Given a list of non-negative numbers and a target integer k, write a function to check if the array has a continuous subarray of size at least 2 that sums up to the multiple of k,
that is, sums up to n*k where n is also an integer.

Example 1:

Input: [23, 2, 4, 6, 7],  k=6
Output: True
Explanation: Because [2, 4] is a continuous subarray of size 2 and sums up to 6.

Example 2:

Input: [23, 2, 6, 4, 7],  k=6
Output: True
Explanation: Because [23, 2, 6, 4, 7] is an continuous subarray of size 5 and sums up to 42.

Note:

The length of the array won't exceed 10,000.

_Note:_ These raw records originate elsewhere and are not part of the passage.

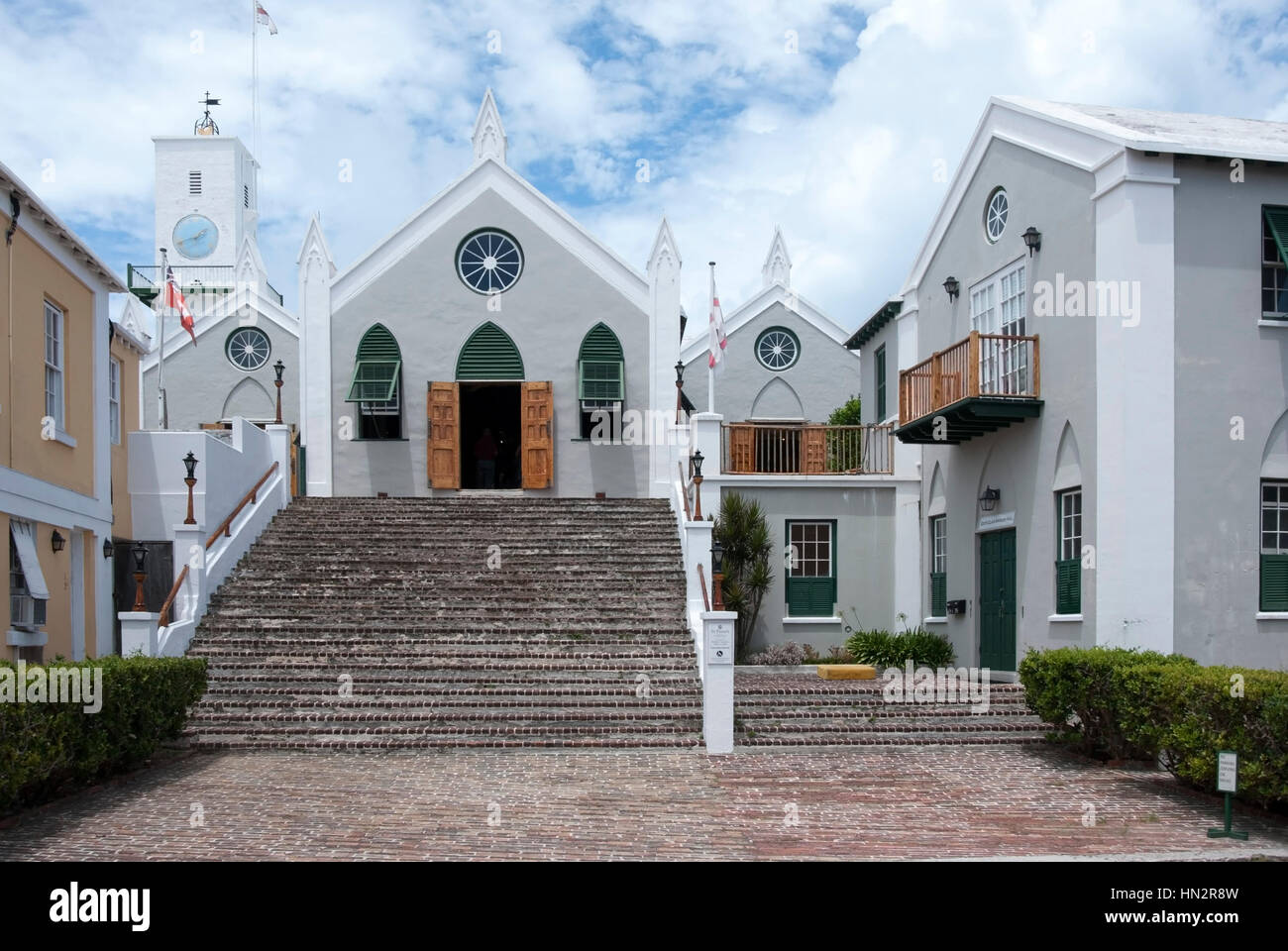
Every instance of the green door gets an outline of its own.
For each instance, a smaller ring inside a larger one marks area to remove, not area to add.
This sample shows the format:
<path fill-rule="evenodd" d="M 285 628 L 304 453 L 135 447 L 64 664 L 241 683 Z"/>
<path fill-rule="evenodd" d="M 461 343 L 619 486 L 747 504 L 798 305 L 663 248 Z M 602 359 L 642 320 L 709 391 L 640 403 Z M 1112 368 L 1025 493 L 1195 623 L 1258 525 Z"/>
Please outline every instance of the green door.
<path fill-rule="evenodd" d="M 979 536 L 979 665 L 1015 670 L 1015 530 Z"/>

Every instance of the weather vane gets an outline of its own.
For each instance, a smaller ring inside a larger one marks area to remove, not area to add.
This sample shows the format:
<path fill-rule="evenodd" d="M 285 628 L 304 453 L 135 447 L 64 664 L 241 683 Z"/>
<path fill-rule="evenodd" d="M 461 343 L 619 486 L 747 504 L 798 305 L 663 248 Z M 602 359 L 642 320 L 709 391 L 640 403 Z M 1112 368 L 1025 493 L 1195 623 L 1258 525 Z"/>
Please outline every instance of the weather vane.
<path fill-rule="evenodd" d="M 210 117 L 210 107 L 211 106 L 218 106 L 219 104 L 219 99 L 211 99 L 210 98 L 210 90 L 207 89 L 206 90 L 206 98 L 205 99 L 197 99 L 197 102 L 200 104 L 202 104 L 202 106 L 206 107 L 206 115 L 204 115 L 201 119 L 198 119 L 196 122 L 193 122 L 193 125 L 192 125 L 192 134 L 193 135 L 218 135 L 219 134 L 219 125 L 215 122 L 214 119 Z"/>

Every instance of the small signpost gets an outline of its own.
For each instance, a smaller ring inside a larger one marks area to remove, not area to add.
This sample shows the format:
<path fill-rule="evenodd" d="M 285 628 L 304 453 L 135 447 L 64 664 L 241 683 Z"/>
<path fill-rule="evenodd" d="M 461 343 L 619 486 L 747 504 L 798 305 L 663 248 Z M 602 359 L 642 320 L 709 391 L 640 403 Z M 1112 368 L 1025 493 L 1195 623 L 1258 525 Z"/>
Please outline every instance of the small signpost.
<path fill-rule="evenodd" d="M 1209 829 L 1208 839 L 1244 839 L 1247 832 L 1230 829 L 1230 796 L 1234 795 L 1239 776 L 1239 754 L 1231 750 L 1218 750 L 1216 754 L 1216 790 L 1225 792 L 1225 829 Z"/>

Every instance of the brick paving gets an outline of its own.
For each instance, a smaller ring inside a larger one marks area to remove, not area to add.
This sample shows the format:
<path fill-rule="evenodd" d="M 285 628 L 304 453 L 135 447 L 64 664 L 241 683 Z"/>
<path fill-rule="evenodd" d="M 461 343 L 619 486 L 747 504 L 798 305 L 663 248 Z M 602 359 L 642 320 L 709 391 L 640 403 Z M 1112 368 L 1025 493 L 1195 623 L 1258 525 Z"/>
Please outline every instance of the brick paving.
<path fill-rule="evenodd" d="M 1288 858 L 1288 822 L 1218 816 L 1033 746 L 219 753 L 30 811 L 0 858 Z"/>

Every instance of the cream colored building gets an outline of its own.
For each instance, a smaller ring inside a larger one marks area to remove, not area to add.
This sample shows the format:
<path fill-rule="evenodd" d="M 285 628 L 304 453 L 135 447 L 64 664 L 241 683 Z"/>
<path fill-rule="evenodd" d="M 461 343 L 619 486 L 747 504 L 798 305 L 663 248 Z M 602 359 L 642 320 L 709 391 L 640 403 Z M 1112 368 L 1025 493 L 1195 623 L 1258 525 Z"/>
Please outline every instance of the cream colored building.
<path fill-rule="evenodd" d="M 104 541 L 113 523 L 129 533 L 124 434 L 138 427 L 147 338 L 129 311 L 122 323 L 108 316 L 124 282 L 4 164 L 0 232 L 0 656 L 109 653 Z"/>

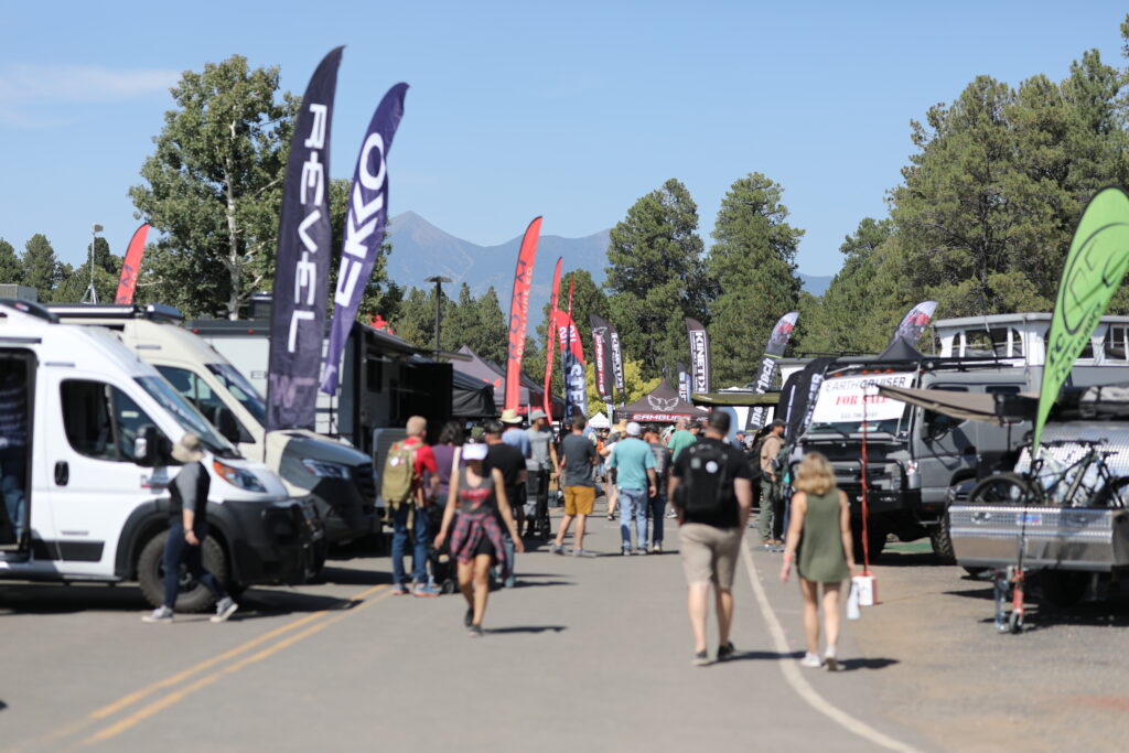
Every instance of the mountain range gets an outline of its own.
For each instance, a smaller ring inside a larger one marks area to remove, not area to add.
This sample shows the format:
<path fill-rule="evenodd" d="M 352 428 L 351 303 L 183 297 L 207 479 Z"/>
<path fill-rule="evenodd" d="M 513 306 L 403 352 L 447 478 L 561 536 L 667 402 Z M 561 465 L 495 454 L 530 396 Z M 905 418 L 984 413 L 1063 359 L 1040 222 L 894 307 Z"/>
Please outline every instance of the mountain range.
<path fill-rule="evenodd" d="M 564 273 L 588 270 L 597 283 L 602 282 L 607 265 L 609 234 L 610 230 L 601 230 L 583 238 L 542 235 L 530 290 L 530 310 L 540 312 L 549 303 L 558 256 L 564 259 Z M 498 246 L 480 246 L 456 238 L 409 211 L 392 218 L 388 236 L 392 255 L 387 271 L 397 284 L 429 288 L 431 283 L 427 278 L 443 275 L 454 281 L 452 296 L 458 295 L 458 286 L 463 282 L 475 296 L 493 286 L 502 310 L 508 310 L 520 235 Z M 804 289 L 814 296 L 823 295 L 831 282 L 831 277 L 799 277 Z"/>

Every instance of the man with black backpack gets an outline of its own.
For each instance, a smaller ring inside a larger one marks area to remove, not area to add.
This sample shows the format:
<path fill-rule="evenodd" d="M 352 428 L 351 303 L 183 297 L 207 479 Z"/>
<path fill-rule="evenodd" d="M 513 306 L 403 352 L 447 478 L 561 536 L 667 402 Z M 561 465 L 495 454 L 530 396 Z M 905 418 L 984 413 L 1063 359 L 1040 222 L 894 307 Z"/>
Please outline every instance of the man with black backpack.
<path fill-rule="evenodd" d="M 681 526 L 695 666 L 709 664 L 706 612 L 711 583 L 718 615 L 717 660 L 725 662 L 734 653 L 729 640 L 733 578 L 753 490 L 744 457 L 725 440 L 728 434 L 729 414 L 714 411 L 703 437 L 680 453 L 671 469 L 669 498 Z"/>

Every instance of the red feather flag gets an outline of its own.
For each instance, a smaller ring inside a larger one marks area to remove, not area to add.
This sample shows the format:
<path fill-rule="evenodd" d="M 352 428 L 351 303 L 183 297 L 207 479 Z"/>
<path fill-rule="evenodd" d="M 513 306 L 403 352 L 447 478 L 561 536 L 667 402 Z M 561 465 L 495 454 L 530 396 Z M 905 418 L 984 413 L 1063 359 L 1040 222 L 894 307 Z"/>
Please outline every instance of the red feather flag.
<path fill-rule="evenodd" d="M 525 331 L 530 322 L 530 284 L 533 262 L 537 259 L 541 218 L 534 218 L 522 238 L 514 272 L 514 296 L 509 304 L 509 350 L 506 361 L 506 410 L 517 410 L 522 402 L 522 359 L 525 357 Z"/>

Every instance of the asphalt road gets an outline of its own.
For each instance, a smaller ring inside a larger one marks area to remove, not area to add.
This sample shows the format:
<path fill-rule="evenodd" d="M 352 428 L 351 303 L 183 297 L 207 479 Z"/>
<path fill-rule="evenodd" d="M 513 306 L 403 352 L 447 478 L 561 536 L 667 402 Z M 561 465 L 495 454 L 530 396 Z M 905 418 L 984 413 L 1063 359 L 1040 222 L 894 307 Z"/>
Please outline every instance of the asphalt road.
<path fill-rule="evenodd" d="M 392 597 L 383 558 L 250 590 L 220 625 L 145 624 L 132 587 L 0 586 L 0 750 L 1121 750 L 1129 732 L 1126 612 L 996 636 L 962 594 L 986 585 L 903 554 L 878 569 L 884 603 L 844 623 L 846 671 L 802 669 L 796 587 L 753 551 L 738 656 L 695 668 L 677 554 L 623 558 L 618 536 L 595 518 L 607 555 L 520 557 L 482 639 L 457 596 Z"/>

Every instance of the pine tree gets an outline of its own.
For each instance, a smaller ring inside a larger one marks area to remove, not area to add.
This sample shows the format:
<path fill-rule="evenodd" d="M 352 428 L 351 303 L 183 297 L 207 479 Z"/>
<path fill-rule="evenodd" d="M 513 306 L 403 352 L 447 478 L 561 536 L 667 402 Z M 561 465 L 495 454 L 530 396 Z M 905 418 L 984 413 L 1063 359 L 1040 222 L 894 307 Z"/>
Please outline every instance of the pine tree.
<path fill-rule="evenodd" d="M 36 233 L 28 239 L 20 266 L 24 268 L 24 284 L 35 288 L 41 301 L 54 300 L 55 287 L 62 280 L 62 268 L 46 236 Z"/>
<path fill-rule="evenodd" d="M 24 266 L 19 263 L 16 249 L 10 243 L 0 238 L 0 282 L 20 284 L 24 281 Z"/>
<path fill-rule="evenodd" d="M 716 384 L 753 380 L 772 327 L 799 300 L 795 260 L 804 231 L 788 225 L 782 193 L 778 183 L 750 173 L 721 201 L 706 260 L 720 292 L 709 326 Z"/>
<path fill-rule="evenodd" d="M 683 318 L 706 318 L 711 298 L 698 236 L 698 207 L 671 178 L 639 199 L 611 233 L 609 309 L 624 358 L 654 378 L 686 357 Z"/>

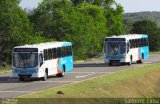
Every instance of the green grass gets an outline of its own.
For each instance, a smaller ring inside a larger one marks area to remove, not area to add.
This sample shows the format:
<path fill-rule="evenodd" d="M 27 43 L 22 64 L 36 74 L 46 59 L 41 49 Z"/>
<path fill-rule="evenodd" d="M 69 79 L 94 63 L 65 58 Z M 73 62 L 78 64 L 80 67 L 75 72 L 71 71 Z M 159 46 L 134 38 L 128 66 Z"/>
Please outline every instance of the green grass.
<path fill-rule="evenodd" d="M 160 51 L 149 52 L 149 54 L 160 54 Z"/>
<path fill-rule="evenodd" d="M 160 64 L 146 65 L 79 83 L 42 90 L 22 98 L 155 97 L 157 96 L 155 89 L 159 88 L 156 81 L 159 79 Z M 63 91 L 64 95 L 57 94 L 57 91 Z"/>
<path fill-rule="evenodd" d="M 11 71 L 11 66 L 7 65 L 5 67 L 0 67 L 0 73 L 6 73 Z"/>

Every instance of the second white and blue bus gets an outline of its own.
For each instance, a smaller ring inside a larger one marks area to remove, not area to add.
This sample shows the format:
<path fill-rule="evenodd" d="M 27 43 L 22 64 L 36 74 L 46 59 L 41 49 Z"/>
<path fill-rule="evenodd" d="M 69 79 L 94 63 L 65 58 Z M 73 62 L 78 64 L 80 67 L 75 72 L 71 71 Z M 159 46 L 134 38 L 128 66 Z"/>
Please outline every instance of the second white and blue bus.
<path fill-rule="evenodd" d="M 132 62 L 142 63 L 149 58 L 148 35 L 128 34 L 106 37 L 104 41 L 104 62 L 113 63 Z"/>
<path fill-rule="evenodd" d="M 71 42 L 47 42 L 17 46 L 13 49 L 12 72 L 20 81 L 52 75 L 63 77 L 73 69 Z"/>

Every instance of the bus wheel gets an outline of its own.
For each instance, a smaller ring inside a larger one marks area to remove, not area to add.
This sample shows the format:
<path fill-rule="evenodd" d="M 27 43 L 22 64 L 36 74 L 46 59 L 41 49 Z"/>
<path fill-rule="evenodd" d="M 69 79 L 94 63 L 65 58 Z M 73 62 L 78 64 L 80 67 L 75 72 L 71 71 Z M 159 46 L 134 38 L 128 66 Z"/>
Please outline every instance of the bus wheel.
<path fill-rule="evenodd" d="M 109 63 L 108 63 L 108 65 L 109 65 L 109 66 L 111 66 L 111 65 L 112 65 L 112 63 L 111 63 L 111 62 L 109 62 Z"/>
<path fill-rule="evenodd" d="M 64 77 L 65 67 L 63 66 L 62 72 L 57 74 L 58 77 Z"/>
<path fill-rule="evenodd" d="M 19 81 L 24 81 L 24 78 L 23 77 L 19 77 Z"/>
<path fill-rule="evenodd" d="M 42 78 L 42 80 L 43 80 L 43 81 L 46 81 L 47 78 L 48 78 L 48 73 L 47 73 L 47 71 L 45 71 L 45 74 L 44 74 L 44 77 Z"/>
<path fill-rule="evenodd" d="M 130 56 L 130 62 L 127 63 L 128 66 L 130 66 L 132 64 L 132 55 Z"/>
<path fill-rule="evenodd" d="M 143 63 L 142 60 L 138 60 L 138 61 L 137 61 L 137 64 L 142 64 L 142 63 Z"/>

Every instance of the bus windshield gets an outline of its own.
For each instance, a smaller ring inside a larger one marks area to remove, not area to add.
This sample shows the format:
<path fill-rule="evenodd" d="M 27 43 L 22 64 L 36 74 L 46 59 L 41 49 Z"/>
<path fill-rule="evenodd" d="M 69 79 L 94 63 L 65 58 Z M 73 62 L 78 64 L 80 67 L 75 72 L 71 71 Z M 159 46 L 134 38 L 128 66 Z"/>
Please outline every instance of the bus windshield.
<path fill-rule="evenodd" d="M 38 53 L 14 53 L 13 66 L 16 68 L 35 68 L 38 66 Z"/>
<path fill-rule="evenodd" d="M 105 52 L 108 55 L 122 55 L 126 52 L 126 43 L 125 42 L 106 42 Z"/>

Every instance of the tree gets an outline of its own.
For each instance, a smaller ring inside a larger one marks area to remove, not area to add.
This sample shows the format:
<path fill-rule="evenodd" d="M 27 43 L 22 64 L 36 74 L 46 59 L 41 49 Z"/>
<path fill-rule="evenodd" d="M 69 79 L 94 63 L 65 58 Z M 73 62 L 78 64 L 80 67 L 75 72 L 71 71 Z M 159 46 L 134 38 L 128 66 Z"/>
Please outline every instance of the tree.
<path fill-rule="evenodd" d="M 68 0 L 44 0 L 30 16 L 36 31 L 46 37 L 73 43 L 75 58 L 102 51 L 106 35 L 104 10 L 83 2 L 76 7 Z"/>
<path fill-rule="evenodd" d="M 114 7 L 114 6 L 115 7 Z M 113 7 L 112 7 L 113 6 Z M 123 7 L 117 3 L 105 5 L 106 25 L 108 36 L 120 35 L 123 33 Z"/>
<path fill-rule="evenodd" d="M 159 30 L 160 29 L 155 22 L 149 20 L 142 20 L 133 23 L 131 32 L 136 34 L 147 34 L 149 36 L 150 50 L 158 51 L 160 44 Z"/>

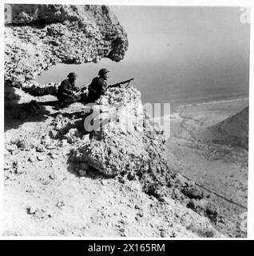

You may assume the sum of all the numbers is in the range of a signed 32-bit integer.

class Solution {
public:
bool checkSubarraySum(vector<int>& nums, int k) {
k = abs(k);
unordered_map<int, int> map;
map[0] = -1;
int sum = 0;
for (int i = 0; i < nums.size(); i++) {
sum += nums[i];
if (k != 0)
sum = sum % k;
if (map.count(sum)) {
if (i - map[sum] > 1) {
return true;
}
}
if (map.count(sum) == 0) {
map[sum] = i;
}
}
return false;
}
};

两个数如果相差k的整数倍，那么这两个数相对于k的余数是一样的，因此，将sum对于k取余即可。。。